The formula for the present value (PV) is:

(Income Amount) / (( 1 + Discount Rate) raised to the power of the year)


Try this example, a 6 year investment with an initial investment of $1,000,000 with six years of positive cash flow of $200,000 each year at an 11% rate. How did I decide on an 11% rate? A discount rate is a subjective value. To determine your rate, use a rate that you would expect to earn on your investment. I am expecting an 11% return on my six-year investment of $1,000,000; therefore I will use an 11% rate.


Discount Rate = 11.00%

Net Present Value = -$153,892.43

Yearly Incomes

0 = -1,000,000

1 = 200,000.00

2 = 200,000.00

3 = 200,000.00

4 = 200,000.00

5 = 200,000.00

6 = 200,000.00

Yearly Present Values

0 = -1,000,000

1 = 180,180.18

2 = 162,324.49

3 = 146,238.28

4 = 131,746.19

5 = 118,690.27

6 = 106,928.17


Notice that as you advance in years, the present value decreases. The longer you have to wait, the value of that money decreases. Calculating the Net Present Value, or the sum of the cash flow stream, gives us a -$153,892.43. That 11% rate has given us a large negative number having a large NPV is not very appealing as an investment.


What if we worked backwards and wanted to know what discount rate would give a zero NPV. This returns us to the original definition of the Internal Rate of Return. A discount rate or return of approximately 5.47% would give us a NPV of $0.04. Four cents on a million dollar investment is very close to zero.

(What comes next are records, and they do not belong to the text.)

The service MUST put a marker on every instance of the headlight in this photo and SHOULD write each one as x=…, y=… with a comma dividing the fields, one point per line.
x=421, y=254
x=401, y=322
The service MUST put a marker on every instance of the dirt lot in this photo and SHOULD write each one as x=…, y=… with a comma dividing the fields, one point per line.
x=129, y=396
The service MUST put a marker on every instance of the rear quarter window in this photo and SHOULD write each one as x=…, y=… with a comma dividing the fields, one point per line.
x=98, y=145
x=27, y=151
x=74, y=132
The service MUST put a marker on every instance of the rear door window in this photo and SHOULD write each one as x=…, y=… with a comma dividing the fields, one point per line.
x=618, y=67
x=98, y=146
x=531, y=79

Discount Rate = 5.47179130%

Net Present Value = $0.04

Yearly Incomes

0 = -1,000,000

1 = 200,000.00

2 = 200,000.00

3 = 200,000.00

4 = 200,000.00

5 = 200,000.00

6 = 200,000.00

Yearly Present Values

0 = -1,000,000

1 = 189,624.16

2 = 179,786.61

3 = 170,459.43

4 = 161,616.62

5 = 153,231.62

6 = 145,282.08


Think of it this way, you invested $1,000,000 and plan to hold onto that investment for six years with a $200,000 yearly income. What rate can you use to balance your initial investment with those future incomes? That discounting rate is your internal rate of return. The Internal Rate Return is the balance between what you invested and the income you received, all factored by values in today's equivalent amounts.